"Mansions"! Mansions must be warm!
Mansions cannot let the tears in,
Mansions must exclude the storm!
"Many Mansions," by "his Father,"
I don't know him; snugly built!
Could the Children find the way there—
Some, would even trudge tonight!
- F139 (1860) 127
Dickinson quit attending church, preferring as would John Muir some decades later the temple of Nature. Her Bee might stand in for a preacher or even for God. Birds would sing the hymns and psalms. In this poem the “Wise Men” of the church have preached sermons on something Jesus told his disciples in the Book of John: “In my Father’s house are many mansions.”
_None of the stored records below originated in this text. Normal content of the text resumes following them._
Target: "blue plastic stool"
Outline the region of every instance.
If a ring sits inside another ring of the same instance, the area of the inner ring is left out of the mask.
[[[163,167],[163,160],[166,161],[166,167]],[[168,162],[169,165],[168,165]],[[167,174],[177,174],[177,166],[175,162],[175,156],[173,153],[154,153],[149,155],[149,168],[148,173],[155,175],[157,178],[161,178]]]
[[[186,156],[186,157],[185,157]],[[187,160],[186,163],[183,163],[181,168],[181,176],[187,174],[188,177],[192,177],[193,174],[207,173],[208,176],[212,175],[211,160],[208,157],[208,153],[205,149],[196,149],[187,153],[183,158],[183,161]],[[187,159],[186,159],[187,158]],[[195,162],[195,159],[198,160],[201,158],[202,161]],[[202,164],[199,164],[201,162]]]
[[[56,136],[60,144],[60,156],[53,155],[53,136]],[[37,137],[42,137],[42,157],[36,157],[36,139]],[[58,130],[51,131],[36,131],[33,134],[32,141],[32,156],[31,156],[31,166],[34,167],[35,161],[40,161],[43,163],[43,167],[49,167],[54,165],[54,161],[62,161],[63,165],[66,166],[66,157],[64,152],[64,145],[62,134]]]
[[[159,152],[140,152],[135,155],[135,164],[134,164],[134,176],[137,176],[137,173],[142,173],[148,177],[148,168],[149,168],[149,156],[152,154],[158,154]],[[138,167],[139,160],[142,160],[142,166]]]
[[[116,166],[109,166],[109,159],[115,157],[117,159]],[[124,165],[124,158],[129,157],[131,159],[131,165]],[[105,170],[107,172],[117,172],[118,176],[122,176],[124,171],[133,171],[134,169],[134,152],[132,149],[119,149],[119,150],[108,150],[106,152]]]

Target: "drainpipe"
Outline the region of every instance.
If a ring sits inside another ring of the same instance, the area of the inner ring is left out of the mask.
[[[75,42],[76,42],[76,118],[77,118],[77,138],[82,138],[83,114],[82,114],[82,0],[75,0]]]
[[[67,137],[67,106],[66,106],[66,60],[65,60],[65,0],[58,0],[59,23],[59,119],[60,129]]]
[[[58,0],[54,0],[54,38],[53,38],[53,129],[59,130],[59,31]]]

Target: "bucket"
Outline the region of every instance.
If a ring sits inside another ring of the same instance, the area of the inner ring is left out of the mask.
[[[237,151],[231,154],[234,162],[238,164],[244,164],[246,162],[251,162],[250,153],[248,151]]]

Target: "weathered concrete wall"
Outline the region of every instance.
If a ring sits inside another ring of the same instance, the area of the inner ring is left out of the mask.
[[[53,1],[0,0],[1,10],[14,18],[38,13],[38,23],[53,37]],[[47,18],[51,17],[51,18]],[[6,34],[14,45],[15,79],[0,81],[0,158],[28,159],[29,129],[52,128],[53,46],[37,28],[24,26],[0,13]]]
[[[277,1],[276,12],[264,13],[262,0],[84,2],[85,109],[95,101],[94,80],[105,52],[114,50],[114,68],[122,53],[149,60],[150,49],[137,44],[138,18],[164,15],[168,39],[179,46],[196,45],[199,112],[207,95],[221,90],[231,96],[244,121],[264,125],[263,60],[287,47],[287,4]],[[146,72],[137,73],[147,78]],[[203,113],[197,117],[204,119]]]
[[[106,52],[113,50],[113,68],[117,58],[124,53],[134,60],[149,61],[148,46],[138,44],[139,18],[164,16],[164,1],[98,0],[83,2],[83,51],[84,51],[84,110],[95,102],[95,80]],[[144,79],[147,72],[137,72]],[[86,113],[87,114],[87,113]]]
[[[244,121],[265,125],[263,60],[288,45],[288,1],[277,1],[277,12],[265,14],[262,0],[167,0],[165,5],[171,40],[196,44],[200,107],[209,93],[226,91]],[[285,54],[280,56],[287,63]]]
Her dismissal of the word “Houses” for the grander-sounding “Mansions” indicates a couple of things: first, that even in her own house, her home in which she cocooned herself for the last half of her life, was not a place of simple peace and joy, for “tears” might find their way inside. But in a mansion, “snugly built” there would surely be an everlasting peace and security.
With some humility the poet admits she doesn’t know Jesus’ Father, but she holds on to the belief that there would surely be mansions in Heaven, for Jesus had said so. Alas, no one living can find there way there – or some, the downhearted and weary who must “trudge” would go there.
It’s a sad poem with its mix of hope, doubt, and resignation.